- Born: 13 August 1822 Liverpool, England
- Died: 18 August 1885 (aged 63)
- Citizenship: English
- Education: University of Giessen
- Known for: Alkali manufacture
- Scientific career
- Fields: Chemist
- Doctoral advisor: Justus von Liebig

Notes
- The second son of James Muspratt

= Richard Muspratt =

Richard Muspratt (13 August 1822 – 18 August 1885) was a chemical industrialist.

Richard Muspratt was born in Dublin, Ireland, the second son of James Muspratt and his wife Julia Josephine née Connor. His father was also a chemical industrialist who had established factories in Liverpool, St Helens and Newton-le-Willows. Richard was sent by his father to study chemistry under Justus von Liebig at the University of Giessen in Hesse-Darmstadt, Germany.

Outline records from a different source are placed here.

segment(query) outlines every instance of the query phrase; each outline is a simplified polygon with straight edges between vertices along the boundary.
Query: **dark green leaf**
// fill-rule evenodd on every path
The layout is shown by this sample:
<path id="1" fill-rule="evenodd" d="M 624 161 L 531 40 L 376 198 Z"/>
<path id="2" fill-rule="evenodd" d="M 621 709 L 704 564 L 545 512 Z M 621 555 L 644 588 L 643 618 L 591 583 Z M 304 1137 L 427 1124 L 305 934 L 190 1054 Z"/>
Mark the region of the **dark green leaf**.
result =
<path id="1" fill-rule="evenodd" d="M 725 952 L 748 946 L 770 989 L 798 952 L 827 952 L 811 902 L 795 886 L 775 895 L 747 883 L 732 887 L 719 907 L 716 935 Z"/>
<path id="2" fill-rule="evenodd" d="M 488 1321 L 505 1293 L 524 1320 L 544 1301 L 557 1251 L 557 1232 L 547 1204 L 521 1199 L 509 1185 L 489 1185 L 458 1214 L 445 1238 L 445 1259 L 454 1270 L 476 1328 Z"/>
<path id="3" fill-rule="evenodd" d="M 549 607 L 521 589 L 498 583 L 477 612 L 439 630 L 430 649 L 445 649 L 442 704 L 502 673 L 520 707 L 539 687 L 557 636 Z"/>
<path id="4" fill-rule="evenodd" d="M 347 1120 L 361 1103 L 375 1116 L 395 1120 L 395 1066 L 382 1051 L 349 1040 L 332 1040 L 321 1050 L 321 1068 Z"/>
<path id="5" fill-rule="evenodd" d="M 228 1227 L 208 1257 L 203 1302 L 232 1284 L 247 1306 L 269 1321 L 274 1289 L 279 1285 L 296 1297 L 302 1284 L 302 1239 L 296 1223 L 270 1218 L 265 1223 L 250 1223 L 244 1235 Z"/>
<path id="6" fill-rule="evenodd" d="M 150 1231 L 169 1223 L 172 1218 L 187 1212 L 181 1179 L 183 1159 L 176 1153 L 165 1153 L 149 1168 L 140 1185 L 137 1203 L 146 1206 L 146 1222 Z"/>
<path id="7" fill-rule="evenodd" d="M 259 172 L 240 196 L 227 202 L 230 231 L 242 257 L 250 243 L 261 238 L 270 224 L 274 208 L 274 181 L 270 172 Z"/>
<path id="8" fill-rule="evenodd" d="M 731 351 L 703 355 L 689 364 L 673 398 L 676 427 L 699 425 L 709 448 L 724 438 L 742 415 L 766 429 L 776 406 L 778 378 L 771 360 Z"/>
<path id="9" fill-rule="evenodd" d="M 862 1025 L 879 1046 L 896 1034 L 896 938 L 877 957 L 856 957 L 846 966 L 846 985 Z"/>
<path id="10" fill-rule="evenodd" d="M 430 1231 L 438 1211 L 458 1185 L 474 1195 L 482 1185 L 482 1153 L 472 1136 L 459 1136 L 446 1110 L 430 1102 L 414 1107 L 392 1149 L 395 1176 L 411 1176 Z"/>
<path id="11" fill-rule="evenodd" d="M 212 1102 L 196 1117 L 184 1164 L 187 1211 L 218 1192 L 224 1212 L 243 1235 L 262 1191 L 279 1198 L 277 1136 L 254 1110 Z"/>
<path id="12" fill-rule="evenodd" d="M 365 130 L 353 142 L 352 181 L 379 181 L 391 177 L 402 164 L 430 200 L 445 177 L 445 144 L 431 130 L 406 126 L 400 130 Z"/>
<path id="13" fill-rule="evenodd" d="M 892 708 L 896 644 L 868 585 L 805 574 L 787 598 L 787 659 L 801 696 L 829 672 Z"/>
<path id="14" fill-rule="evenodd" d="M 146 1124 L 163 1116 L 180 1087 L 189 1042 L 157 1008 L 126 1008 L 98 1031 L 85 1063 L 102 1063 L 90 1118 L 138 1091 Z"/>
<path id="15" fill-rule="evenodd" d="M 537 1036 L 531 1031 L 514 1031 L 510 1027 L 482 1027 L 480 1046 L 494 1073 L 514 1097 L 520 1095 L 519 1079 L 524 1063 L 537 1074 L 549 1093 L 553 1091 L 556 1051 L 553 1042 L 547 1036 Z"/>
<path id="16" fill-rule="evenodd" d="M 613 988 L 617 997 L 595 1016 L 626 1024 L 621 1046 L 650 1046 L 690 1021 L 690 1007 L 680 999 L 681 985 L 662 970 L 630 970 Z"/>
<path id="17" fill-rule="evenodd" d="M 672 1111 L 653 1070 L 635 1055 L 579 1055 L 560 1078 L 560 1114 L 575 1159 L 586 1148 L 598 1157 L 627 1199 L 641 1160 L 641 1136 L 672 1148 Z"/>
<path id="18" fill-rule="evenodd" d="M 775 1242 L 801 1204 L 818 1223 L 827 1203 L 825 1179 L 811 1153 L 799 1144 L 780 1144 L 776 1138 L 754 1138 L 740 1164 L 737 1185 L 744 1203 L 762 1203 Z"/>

In 1852 with financial support from his father he set up an alkali manufacturing factory in Flint, North Wales, in partnership with John Kingsby Huntley and set up a permanent home there.

In 1843 he married Jane Moon from Manchester. They had three sons and a daughter. Muspratt took an interest in local politics, was a J.P. and in 1857 was elected mayor of Flint. In all he was mayor 9 times and in 1877 his wife presented a chain of office to the town.

He died on 18 August 1885, at the age of 63. Richard is buried at Northop Road Cemetery, Flint, North Wales.